Все вещи разрушает время,
И мрачной скукой нас томит;
Оно как тягостное бремя
У смертных на плечах лежит.[1]

* * *

Служил я тогда в Белоруссии. Нас из Витебской области бросили в летние лагеря почти под самую границу с Польской республикой. Где-то здесь родился мой Отец, мой дядька... Теперь мне посчастливилось послужить и пожить в этих местах. И народ в общей своей массе добрый, отзывчивый, готовый броситься на помощь по первому зову, улыбающийся, светящийся. Видимо горе, что хватанул за годы войны, обработали душеньку их и превратили в алмаз, твёрдый и драгоценный. Что за край чудесный, цветёт и благоухает,рождающий и созидающий, где сельские угодья и поля перемежаются с лесами, а ты вместе с ним в восторге и радости пребываешь...

В один из дней, когда всё цвело вокруг, когда только недавно весна завершила свой окрас и молодая зелень заполнила всё округу, меня с небольшим подразделением солдат направили в местный колхоз на помощь в хозяйственных делах. В то время частенько привлекали воинские части для помощи в работе сельхозпредприй. Какая работа выпала нам и почему нас бросили на прорыв и помощь, я сейчас и не вспомню. Взвод солдат посадили на автомобили, назначили меня старшим и мы отправились в хозяйство. Далеко ли было ехать, наверное, нет... Почему не помню, видимо для меня это не было важным, а вот местность, по которой прогуливался, окружало меня, и было тем важным, запомнившимся, которым охотно делюсь...

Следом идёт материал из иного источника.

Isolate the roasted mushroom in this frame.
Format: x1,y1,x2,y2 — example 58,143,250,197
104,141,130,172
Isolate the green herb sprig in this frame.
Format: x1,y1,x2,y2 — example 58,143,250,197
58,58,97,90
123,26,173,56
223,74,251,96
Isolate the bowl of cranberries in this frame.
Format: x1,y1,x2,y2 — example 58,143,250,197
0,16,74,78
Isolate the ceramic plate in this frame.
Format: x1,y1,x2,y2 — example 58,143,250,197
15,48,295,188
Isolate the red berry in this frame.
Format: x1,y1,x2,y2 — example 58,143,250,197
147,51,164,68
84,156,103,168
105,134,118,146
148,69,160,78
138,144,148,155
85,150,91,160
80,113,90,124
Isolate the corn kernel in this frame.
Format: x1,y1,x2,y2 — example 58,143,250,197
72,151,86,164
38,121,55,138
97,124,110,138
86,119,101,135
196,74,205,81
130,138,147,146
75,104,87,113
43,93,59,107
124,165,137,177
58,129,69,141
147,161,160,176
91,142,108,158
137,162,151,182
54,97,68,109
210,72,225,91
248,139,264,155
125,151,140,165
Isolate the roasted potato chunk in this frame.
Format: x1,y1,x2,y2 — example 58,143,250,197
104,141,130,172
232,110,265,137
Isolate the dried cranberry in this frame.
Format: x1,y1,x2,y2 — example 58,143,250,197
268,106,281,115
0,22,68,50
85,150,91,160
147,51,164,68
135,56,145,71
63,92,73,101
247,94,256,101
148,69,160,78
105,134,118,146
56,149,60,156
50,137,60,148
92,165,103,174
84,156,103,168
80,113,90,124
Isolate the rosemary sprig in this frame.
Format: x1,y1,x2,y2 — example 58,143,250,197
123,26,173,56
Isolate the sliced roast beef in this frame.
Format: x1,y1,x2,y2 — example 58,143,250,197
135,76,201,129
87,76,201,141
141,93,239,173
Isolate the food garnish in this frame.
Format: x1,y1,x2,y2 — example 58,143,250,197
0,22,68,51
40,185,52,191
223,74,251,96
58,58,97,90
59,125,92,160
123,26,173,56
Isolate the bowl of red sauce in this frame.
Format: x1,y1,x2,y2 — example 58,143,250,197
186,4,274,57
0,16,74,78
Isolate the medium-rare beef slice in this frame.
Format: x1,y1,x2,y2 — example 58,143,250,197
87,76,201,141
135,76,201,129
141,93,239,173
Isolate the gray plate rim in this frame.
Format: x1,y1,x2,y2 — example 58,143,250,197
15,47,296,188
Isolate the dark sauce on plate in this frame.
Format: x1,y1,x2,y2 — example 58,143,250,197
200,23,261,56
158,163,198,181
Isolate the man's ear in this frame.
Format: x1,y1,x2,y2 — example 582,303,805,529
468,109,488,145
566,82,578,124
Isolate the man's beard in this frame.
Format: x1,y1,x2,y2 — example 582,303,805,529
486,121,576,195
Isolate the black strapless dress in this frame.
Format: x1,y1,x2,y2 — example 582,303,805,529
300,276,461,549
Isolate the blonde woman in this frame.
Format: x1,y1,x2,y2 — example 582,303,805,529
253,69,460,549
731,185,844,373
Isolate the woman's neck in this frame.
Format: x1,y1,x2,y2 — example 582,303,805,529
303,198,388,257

Погода чудная, солнце, птицы, воздух, всё вместе, составляют для слуха и глаза впечатление новое, а значит благоприятное. Сначала ты отрываешься от привычного места, где твоя сущность врастает в то, что окружает тебя. Одни и те же картины вокруг цепко привязывают сознание. Привычные виды крепче, чем стены тюрьмы, которые менять не хочется. И здесь необходимость в путешествии важно, оно даёт сознанию приказ от привычности освободиться. Предоставляет место новому впечатлению! А человеку даже мысленные путешествия полезны, ибо он – путник по жизни.

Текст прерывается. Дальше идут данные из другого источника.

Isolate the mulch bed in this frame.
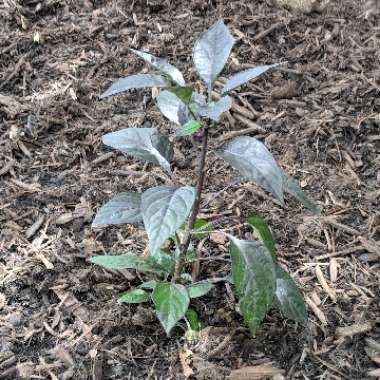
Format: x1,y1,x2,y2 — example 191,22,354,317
0,0,380,380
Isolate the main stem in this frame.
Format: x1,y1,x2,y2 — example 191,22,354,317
173,124,210,282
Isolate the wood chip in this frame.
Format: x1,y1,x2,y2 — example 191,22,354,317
229,364,285,380
315,265,336,302
335,322,372,338
36,253,54,269
305,296,327,326
25,215,45,239
55,212,75,225
367,368,380,378
179,349,194,378
330,258,338,283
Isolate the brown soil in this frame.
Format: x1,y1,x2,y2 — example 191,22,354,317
0,0,380,380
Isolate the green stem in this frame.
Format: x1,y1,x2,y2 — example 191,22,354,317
173,124,210,282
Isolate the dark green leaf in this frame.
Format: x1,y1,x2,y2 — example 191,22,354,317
141,186,195,256
150,250,175,274
221,136,284,205
100,74,170,99
275,265,307,326
282,170,320,214
152,282,190,334
187,282,214,298
186,308,202,331
129,49,185,86
230,236,276,334
117,289,149,303
176,120,205,136
103,128,173,172
92,192,142,227
165,86,193,104
247,215,276,260
90,254,162,273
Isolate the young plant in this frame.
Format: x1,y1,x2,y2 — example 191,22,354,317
91,21,318,334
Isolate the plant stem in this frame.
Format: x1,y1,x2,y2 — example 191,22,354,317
173,124,210,282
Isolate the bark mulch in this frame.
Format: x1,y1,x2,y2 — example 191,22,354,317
0,0,380,380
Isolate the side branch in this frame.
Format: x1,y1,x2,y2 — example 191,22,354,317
173,125,209,281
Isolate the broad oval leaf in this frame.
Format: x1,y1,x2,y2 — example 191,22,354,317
176,120,205,136
198,95,232,121
141,186,195,255
129,49,185,86
139,280,157,290
186,307,202,331
100,74,170,99
230,236,276,334
187,282,214,298
221,136,284,205
92,192,142,227
247,215,276,260
117,289,149,303
222,63,282,94
275,264,307,326
152,282,190,335
193,20,235,94
282,170,320,214
150,250,175,274
102,128,173,172
90,253,163,273
157,90,192,125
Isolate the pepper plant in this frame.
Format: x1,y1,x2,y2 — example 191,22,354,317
91,20,318,334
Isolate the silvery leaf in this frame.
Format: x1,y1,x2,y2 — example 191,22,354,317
157,90,192,125
100,74,170,99
230,236,276,334
129,49,186,86
222,63,282,94
141,186,195,255
193,20,235,94
274,264,307,326
281,169,320,214
221,136,284,205
198,95,232,121
92,193,142,227
102,128,173,172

На автомобилях мы благополучно добрались до места, нас встретили радушно. В Белоруссии, вообще к воинским частям относились с особой заботливостью. Такое я замечал во всех местах, где мне пришлось побывать.

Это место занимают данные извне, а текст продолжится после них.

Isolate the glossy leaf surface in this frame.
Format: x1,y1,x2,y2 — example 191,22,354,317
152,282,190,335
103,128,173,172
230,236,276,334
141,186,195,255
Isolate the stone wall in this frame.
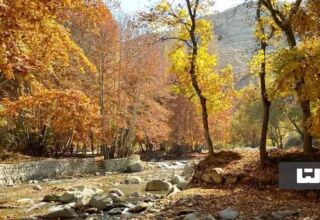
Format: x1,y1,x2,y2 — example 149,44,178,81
104,155,141,172
0,158,97,185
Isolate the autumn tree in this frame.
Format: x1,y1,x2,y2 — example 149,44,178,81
260,0,312,156
142,0,232,155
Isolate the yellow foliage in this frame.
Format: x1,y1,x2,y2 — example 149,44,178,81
0,90,100,141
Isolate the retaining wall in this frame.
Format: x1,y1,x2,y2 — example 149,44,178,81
0,158,97,185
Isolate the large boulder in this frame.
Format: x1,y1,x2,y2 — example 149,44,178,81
146,179,172,191
171,175,186,185
109,188,124,197
124,175,143,184
59,190,82,203
129,202,149,213
201,168,224,184
89,195,113,210
126,162,143,173
59,186,103,207
167,186,180,197
182,164,195,179
44,205,78,219
42,194,60,202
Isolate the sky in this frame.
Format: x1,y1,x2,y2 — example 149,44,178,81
120,0,244,14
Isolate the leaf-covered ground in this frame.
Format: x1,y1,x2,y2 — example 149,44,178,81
158,149,320,220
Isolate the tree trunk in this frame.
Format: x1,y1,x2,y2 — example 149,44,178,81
285,30,312,157
186,0,214,155
260,42,271,164
257,2,272,164
300,101,312,157
258,0,312,157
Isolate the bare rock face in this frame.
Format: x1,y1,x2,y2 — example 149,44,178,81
171,175,185,185
146,180,172,191
201,168,224,184
124,175,143,184
89,195,113,210
44,205,78,219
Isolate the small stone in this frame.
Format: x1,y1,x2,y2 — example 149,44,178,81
59,189,82,203
124,175,143,184
218,208,239,220
17,198,34,206
126,162,143,173
170,175,185,185
202,215,215,220
167,186,180,197
110,188,124,197
147,209,160,214
226,176,238,184
29,180,38,184
42,194,60,202
271,210,299,220
89,195,113,210
84,208,98,214
130,192,142,198
177,181,189,190
129,202,149,213
146,179,172,191
32,184,42,191
45,206,78,219
109,193,122,203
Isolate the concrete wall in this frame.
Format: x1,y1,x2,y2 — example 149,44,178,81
0,158,97,185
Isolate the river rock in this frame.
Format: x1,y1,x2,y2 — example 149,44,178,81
182,164,194,179
126,162,143,173
76,188,95,208
201,168,224,184
109,193,122,203
226,176,239,184
124,175,143,184
130,192,142,198
218,208,239,220
146,179,172,191
84,207,98,214
271,210,299,220
89,195,113,210
167,186,180,197
32,184,42,191
170,175,185,185
177,181,189,190
129,202,149,213
108,208,122,215
44,205,78,219
42,194,60,202
59,190,82,203
109,188,124,197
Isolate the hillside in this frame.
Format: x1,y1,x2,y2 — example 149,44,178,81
210,4,257,87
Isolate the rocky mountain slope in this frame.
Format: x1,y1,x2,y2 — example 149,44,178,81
210,4,258,87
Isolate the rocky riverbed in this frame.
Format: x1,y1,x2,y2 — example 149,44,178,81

Недалеко от объекта, где нас обременили работой, просматривалась старая престарая запруда... Остатки земляного вала и вбитые в дно реки сваи из круглого леса, всё это говорило о добротном сооружении, но время безжалостно и то, что казалось некогда неизменным и незаменимым вдруг утратило своё значение и необходимость, а раз так, то течение реки и время доделали своё разрушающее действие.

— Таких запруд здесь было несколько на реке, вниз по течению, на последней, была давно мельница, да ещё и сейчас можно увидеть остатки её, — сказал подошедший ко мне бригадир, в подчинение к которому попали мои воины.

Мне стало крайне интересно то, что же собой представляла местность... Оставив на сержантов личный состав, я с удовольствием отправился осматривать то, что когда-то представляло собой шумный говорливый узел жизни.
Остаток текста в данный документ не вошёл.